Et ce sont les frasques du « plus jeune » qui vont mettre en évidence cette ambiguïté, comme le provoque l’attitude de Jésus envers les publicains et les pécheurs.
La jalousie est toujours révélatrice d’une discordance quelque part, de quelque chose qui est en porte à faux en nous.
Le Père dit « ton frère » en parlant du « plus jeune », tandis que le « fils aîné » dit « ton fils » en parlant de son frère au Père, comme s’il n’était plus « un fils », mais l’un des ouvriers de son père.
Ce « mon fils » a poussé les frères de Joseph à le vendre à des chameliers, pour ne plus entendre cette expression qui fait si mal aux oreilles.
La formulation de Paul est très complète : « au nom du Christ, laissez-vous réconcilier avec Dieu ».
« Au nom du Christ ».
Voilà l’invitation qui est faite au pharisien-fils-aîné, de quitter son quant-à-soi pour venir se réjouir là où ça se passe, de se laisser réconcilier avec le Père, car si le « fils aîné » n’est pas allé en voyage, très loin de la maison, il est probablement plus éloigné du Père que ne l’était « le plus jeune » dans son pays lointain, dans des réjouissances qui n’en étaient pas.
Des réjouissances qui révèlent leur vacuité par ce qu’elles induisent : le besoin, la faim, envier la nourriture des cochons. Il a fait l’expérience et il en est revenu.
Le Père ne porte aucun jugement sur son attitude. La seule qui importe, c’est qu’il sait maintenant en quelle configuration se trouve le monde de la vie.
Le Christ ne porte pas de jugement sur les publicains et les pécheurs ni sur la femme dite adultère. Il les invite au monde de la vie, « va, désormais ne pèche plus ».
Bien entendu, c’est une invitation adressée à tous à vivre vraiment, à vivre la vérité, vivre de la vie que Dieu veut nous donner. Attention, ce n’est pas de la morale, mais de l’existentiel.

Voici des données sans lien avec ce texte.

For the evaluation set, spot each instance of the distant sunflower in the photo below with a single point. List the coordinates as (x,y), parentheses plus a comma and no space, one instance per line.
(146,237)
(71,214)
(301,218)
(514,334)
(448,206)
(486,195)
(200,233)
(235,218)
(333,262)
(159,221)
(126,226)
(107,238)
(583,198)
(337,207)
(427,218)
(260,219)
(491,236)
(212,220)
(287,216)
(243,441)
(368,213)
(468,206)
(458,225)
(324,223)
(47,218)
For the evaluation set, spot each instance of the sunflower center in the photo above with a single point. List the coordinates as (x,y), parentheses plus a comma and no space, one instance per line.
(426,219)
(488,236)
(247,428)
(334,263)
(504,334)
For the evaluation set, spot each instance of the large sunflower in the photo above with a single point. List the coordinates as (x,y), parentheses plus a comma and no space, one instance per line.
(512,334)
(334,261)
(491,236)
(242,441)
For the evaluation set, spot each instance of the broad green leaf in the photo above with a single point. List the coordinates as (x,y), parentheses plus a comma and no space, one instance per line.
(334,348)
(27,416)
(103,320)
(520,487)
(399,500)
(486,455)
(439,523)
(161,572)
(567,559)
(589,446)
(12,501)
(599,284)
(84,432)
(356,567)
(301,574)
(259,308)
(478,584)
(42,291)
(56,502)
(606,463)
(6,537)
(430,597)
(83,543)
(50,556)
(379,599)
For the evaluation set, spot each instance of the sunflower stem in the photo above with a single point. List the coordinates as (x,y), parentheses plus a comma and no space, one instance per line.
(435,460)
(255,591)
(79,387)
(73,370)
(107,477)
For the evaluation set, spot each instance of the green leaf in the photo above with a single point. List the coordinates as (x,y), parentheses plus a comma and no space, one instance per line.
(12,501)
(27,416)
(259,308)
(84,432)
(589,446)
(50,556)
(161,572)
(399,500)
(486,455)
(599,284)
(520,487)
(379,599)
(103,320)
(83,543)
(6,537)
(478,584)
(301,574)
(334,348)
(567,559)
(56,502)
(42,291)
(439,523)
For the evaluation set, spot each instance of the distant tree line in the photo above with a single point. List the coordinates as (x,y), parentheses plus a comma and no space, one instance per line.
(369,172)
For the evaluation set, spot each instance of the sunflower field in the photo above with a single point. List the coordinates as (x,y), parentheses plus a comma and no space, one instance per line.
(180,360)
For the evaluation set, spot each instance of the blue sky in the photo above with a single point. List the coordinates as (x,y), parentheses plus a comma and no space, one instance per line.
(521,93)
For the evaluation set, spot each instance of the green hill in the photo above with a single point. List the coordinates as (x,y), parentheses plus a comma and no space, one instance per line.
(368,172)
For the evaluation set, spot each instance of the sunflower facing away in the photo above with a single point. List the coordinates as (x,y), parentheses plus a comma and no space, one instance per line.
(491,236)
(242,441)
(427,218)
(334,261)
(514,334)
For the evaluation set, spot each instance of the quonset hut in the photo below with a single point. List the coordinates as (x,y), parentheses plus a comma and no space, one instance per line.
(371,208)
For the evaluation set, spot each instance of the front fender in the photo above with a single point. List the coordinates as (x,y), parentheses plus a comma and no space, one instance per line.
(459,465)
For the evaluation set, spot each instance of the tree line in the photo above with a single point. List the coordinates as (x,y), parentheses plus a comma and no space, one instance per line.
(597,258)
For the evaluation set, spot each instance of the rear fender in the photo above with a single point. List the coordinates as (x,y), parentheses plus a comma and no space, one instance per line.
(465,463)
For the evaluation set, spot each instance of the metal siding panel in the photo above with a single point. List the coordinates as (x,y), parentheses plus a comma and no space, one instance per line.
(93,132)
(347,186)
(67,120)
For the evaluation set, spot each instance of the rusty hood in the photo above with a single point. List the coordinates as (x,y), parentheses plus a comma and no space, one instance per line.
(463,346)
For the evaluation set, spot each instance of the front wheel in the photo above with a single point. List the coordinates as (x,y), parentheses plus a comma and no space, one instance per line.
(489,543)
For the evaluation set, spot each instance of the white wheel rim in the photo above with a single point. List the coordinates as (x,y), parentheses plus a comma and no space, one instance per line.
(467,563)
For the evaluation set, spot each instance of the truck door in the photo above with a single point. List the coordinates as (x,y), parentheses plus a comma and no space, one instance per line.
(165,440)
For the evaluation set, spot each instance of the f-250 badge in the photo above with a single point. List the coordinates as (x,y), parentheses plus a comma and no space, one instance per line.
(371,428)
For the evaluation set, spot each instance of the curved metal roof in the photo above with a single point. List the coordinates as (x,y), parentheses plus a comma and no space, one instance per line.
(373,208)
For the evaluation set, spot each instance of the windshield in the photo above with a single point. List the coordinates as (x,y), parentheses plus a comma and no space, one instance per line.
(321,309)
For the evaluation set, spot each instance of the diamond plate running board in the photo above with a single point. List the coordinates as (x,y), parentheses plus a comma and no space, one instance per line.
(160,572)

Cette vie passe par la réconciliation avec soi-même, c.-à-d., de sortir de l’ambiguïté du « fils aîné » ou des phantasmes du « plus jeune », par la maturation humaine qui nous mène à la réconciliation avec nous-mêmes par celle avec Dieu.
Le philosophe protestant Paul Ricœur dit que « le plus court chemin de soi à soi passe par autrui ».
Voilà pourquoi la réconciliation avec soi-même et avec Dieu se fait dans un même mouvement. C’est lui l’Autre qui permet à cette réconciliation d’advenir.
Oui, vivre dans la vérité avec soi-même, par celle avec Dieu, engendre la réjouissance, celle à laquelle nous invite le psaume, celle qui nous permet de dire « magnifiez avec moi le Seigneur ».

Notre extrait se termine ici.